Converting calculation areas to meshes consists of the following main steps:

“An association”. All calculation areas with a cell of the same size are combined into larger areas, if possible. Wherein: the intersections of the calculation areas are eliminated (this may lead to incorrect results in the intersection area). If areas with different cell sizes intersect, then the intersection with the calculation area with a small cell size is excluded from the area with a large cell size, and the rest is divided into several rectangular areas; the calculation areas increase in directions where the number of cells is less than 3 (this case is very rare and in practice can arise only due to an error in the placement of the calculation area). “Partitioning”. If the number of streams that the user wants to use for modeling is greater than the number of regions obtained at the first stage, then those of them with the most cells are split in half in the direction with the largest number of cells. The split is interrupted if: the number of available areas is equal to or greater than the desired number of threads; the boundaries of the areas that would be obtained by splitting the largest area fall into one of the VENT groups in the input FDS file (the VENT groups are located at the location of the fire center or smoke exhaust valve); there are no more MESHs to break. After this stage, regions are obtained that completely correspond to the meshes in the input FDS file. Since the split can be interrupted, the number of meshes can be less than the desired number of threads. “Balancing”. All the resulting meshes are assigned an MPI process that will process them. For this: the largest mesh is selected, which has not yet been assigned an MPI process; the MPI process is selected, which is assigned to process the mesh with the smallest total volume; the selected mesh is assigned the selected MPI process.

Examples of forming MESH groups

In the examples below, it is assumed that the scenario has a calculation area with a cell size that is two times different.

The examples below show the result of executing the “Union” stage when forming MESH groups for different relative positions of the calculation areas.


The following examples show the result of performing the “Split” and “Balancing” steps for a different number of modeling threads (the number above) if the number of meshes after the “Split” step does not exceed the number of threads.

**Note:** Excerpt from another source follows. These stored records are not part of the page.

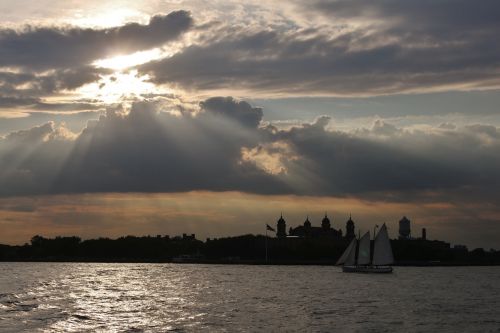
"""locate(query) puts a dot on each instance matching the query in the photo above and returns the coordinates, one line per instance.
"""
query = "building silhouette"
(306, 230)
(349, 229)
(404, 228)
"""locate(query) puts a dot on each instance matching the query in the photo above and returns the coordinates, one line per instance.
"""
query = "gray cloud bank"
(43, 61)
(356, 48)
(41, 48)
(227, 147)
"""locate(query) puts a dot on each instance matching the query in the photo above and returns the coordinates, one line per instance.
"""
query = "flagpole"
(266, 243)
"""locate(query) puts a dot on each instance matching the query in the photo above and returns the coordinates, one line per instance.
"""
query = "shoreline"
(244, 262)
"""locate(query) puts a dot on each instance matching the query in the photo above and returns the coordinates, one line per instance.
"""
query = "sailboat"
(357, 257)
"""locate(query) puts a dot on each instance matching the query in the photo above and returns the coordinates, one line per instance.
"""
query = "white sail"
(382, 251)
(364, 250)
(347, 253)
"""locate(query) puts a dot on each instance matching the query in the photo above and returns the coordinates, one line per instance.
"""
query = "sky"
(169, 117)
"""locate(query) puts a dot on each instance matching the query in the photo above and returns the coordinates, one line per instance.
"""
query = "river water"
(76, 297)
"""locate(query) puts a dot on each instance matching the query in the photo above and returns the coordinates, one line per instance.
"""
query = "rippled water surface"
(74, 297)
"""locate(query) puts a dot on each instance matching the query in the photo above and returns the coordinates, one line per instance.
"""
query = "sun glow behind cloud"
(118, 87)
(129, 60)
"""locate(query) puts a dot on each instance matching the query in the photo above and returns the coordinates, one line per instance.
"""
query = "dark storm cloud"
(222, 149)
(438, 47)
(240, 111)
(41, 48)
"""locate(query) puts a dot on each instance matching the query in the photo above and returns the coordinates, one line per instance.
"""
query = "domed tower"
(307, 224)
(404, 228)
(349, 229)
(325, 223)
(281, 227)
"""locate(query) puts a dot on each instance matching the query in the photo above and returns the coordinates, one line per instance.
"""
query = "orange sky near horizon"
(215, 214)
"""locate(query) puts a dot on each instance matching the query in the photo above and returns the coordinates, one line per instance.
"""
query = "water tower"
(404, 228)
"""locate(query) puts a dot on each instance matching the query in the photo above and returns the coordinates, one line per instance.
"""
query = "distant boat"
(357, 257)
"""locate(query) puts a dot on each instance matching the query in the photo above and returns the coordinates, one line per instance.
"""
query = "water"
(74, 297)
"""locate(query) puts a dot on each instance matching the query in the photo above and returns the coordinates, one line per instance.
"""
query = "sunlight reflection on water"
(74, 297)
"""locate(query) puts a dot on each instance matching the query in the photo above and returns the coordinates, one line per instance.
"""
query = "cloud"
(42, 48)
(220, 149)
(362, 48)
(240, 111)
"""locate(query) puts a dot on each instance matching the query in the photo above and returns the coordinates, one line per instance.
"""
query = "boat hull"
(367, 269)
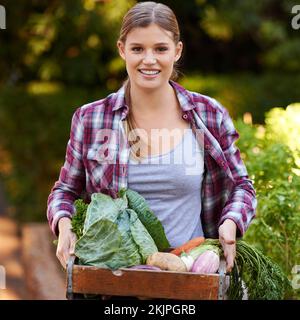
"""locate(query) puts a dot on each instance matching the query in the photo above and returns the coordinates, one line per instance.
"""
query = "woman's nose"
(149, 58)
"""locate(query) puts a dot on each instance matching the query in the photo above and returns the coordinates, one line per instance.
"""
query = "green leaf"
(148, 219)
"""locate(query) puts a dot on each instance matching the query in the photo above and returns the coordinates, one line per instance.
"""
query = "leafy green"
(113, 236)
(147, 217)
(263, 278)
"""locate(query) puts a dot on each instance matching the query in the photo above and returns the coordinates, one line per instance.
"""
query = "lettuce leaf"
(113, 235)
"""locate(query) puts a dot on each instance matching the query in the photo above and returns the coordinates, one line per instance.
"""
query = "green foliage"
(270, 155)
(263, 278)
(69, 41)
(247, 92)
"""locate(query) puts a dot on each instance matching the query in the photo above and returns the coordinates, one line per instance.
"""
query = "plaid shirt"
(97, 158)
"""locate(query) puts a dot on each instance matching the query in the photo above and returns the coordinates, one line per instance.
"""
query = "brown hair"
(142, 15)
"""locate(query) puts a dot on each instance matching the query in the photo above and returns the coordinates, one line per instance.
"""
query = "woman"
(112, 145)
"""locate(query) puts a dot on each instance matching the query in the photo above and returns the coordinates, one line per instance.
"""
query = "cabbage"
(113, 236)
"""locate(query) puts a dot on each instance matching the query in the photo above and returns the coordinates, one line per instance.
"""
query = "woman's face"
(150, 54)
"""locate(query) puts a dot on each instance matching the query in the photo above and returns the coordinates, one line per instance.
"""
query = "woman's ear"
(179, 48)
(120, 45)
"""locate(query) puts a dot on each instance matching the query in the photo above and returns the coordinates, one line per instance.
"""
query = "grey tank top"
(171, 184)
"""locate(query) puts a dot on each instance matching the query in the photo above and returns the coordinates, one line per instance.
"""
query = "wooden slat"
(153, 284)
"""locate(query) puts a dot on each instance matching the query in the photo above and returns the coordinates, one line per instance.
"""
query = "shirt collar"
(185, 98)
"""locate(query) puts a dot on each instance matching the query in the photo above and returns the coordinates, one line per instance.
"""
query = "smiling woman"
(216, 199)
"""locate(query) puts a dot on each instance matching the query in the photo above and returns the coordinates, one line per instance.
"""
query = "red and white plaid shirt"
(97, 159)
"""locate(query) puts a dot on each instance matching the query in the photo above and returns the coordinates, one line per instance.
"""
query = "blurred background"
(57, 55)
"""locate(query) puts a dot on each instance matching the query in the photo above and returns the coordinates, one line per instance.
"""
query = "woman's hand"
(227, 238)
(66, 241)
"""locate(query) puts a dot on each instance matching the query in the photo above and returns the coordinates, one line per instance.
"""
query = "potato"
(166, 261)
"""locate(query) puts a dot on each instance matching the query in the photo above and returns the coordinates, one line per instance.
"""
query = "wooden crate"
(145, 283)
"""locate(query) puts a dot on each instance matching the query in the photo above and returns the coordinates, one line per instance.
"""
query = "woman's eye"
(136, 49)
(161, 49)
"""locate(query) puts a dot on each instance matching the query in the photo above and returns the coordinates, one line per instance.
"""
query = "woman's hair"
(142, 15)
(145, 13)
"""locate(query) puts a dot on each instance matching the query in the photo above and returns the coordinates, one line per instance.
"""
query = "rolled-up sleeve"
(71, 180)
(241, 204)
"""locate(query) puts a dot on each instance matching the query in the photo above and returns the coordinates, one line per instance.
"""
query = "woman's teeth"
(149, 72)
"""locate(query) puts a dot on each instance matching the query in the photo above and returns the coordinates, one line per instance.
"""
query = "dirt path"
(28, 266)
(10, 262)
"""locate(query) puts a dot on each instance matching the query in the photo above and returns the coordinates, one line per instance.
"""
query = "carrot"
(186, 247)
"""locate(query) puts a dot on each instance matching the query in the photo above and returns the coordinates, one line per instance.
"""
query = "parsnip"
(166, 261)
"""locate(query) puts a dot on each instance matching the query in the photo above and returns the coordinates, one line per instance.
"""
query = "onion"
(145, 267)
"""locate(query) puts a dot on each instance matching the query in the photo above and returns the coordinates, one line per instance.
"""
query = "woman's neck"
(150, 103)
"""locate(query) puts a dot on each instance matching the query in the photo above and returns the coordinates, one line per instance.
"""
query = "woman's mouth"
(149, 73)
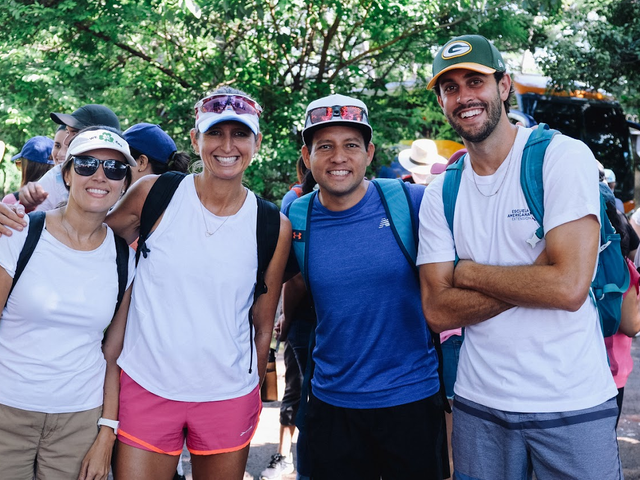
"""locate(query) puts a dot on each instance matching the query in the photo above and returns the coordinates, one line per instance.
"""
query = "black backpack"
(267, 230)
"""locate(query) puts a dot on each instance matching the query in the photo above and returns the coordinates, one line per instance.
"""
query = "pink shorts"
(156, 424)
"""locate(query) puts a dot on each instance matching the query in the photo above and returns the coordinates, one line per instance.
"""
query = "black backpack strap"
(36, 224)
(267, 232)
(122, 263)
(154, 206)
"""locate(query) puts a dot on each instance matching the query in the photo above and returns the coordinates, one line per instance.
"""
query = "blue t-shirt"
(373, 348)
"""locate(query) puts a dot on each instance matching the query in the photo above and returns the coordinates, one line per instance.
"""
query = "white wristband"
(109, 423)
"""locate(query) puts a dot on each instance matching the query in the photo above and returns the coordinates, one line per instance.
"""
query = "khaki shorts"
(51, 446)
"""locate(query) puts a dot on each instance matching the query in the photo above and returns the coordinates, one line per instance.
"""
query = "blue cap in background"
(37, 149)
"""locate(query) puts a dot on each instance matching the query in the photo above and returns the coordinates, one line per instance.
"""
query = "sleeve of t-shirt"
(10, 248)
(570, 180)
(435, 240)
(287, 200)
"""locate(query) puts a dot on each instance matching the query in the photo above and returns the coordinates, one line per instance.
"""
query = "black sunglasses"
(87, 166)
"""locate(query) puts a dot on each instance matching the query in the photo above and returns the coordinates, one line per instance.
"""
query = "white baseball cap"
(100, 138)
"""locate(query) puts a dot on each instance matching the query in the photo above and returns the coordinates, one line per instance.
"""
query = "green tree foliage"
(598, 45)
(150, 60)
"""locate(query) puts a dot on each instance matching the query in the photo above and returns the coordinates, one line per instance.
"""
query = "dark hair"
(66, 166)
(178, 162)
(33, 171)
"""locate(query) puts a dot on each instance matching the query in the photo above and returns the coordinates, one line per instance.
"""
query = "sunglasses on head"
(86, 166)
(346, 112)
(219, 103)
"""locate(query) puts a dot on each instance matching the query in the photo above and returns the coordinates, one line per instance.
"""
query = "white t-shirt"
(187, 333)
(53, 183)
(51, 330)
(524, 359)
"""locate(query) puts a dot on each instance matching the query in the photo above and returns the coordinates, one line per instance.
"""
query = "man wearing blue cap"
(533, 392)
(375, 410)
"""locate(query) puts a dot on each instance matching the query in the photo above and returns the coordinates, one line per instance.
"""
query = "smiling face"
(473, 102)
(95, 193)
(226, 149)
(338, 160)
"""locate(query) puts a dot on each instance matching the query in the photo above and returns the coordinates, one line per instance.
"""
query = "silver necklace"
(208, 233)
(474, 174)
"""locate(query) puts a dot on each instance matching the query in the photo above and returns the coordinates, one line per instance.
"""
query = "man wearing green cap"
(533, 391)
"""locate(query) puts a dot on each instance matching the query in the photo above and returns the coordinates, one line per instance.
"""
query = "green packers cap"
(471, 52)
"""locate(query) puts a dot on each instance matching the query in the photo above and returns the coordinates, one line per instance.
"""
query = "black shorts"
(396, 443)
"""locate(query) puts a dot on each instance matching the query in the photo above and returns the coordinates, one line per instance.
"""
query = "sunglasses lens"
(351, 113)
(240, 105)
(320, 114)
(215, 104)
(85, 166)
(114, 170)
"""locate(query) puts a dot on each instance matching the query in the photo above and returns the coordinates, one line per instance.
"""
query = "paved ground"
(265, 441)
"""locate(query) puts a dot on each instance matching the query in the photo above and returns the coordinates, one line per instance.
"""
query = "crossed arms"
(471, 292)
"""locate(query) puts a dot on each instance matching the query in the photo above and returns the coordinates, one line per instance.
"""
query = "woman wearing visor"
(59, 336)
(191, 365)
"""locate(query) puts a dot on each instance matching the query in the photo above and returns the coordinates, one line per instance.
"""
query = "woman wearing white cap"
(191, 364)
(59, 336)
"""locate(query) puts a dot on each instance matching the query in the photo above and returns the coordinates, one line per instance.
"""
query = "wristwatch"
(109, 423)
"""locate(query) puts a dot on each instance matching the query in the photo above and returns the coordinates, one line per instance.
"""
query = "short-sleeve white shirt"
(524, 359)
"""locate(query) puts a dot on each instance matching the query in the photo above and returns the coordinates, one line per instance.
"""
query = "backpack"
(612, 276)
(36, 224)
(267, 231)
(396, 201)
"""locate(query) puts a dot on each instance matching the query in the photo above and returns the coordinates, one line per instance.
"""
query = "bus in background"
(591, 116)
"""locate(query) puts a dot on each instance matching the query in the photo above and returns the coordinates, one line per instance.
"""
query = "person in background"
(50, 192)
(293, 327)
(610, 178)
(34, 160)
(58, 346)
(154, 150)
(422, 161)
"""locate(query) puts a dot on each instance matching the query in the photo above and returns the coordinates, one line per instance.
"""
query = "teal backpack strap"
(299, 213)
(397, 205)
(531, 176)
(450, 188)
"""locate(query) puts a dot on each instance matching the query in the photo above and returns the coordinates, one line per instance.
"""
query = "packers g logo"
(456, 49)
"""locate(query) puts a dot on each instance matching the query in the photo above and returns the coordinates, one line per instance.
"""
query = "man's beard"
(494, 112)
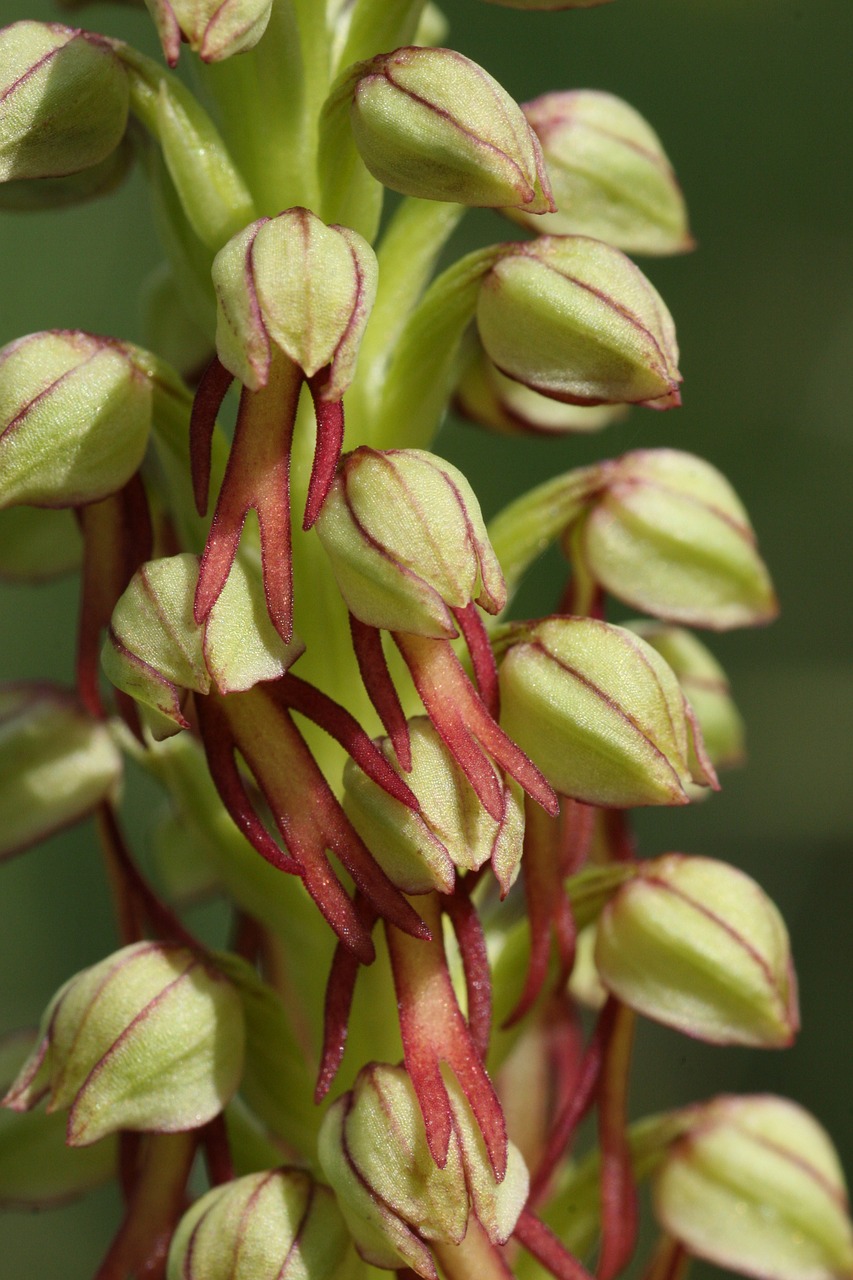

Above each mesh is the MPI process number that is assigned to process that mesh.

The most balanced cases when each MPI thread processes meshes of the same size (with the same number of cells) are circled in blue.


The following examples show the result of the “Balancing” step for two modeling threads in the case when the number of meshes after the “Split” step exceeds the number of threads.

Above each mesh is the MPI process number that is assigned to process that mesh.

The most balanced cases when each MPI thread processes meshes of the same size (with the same number of cells) are circled in blue.


In all the examples above, the meshing algorithm is shown in a two-dimensional case. But it should be borne in mind that the algorithm works the same in all three directions.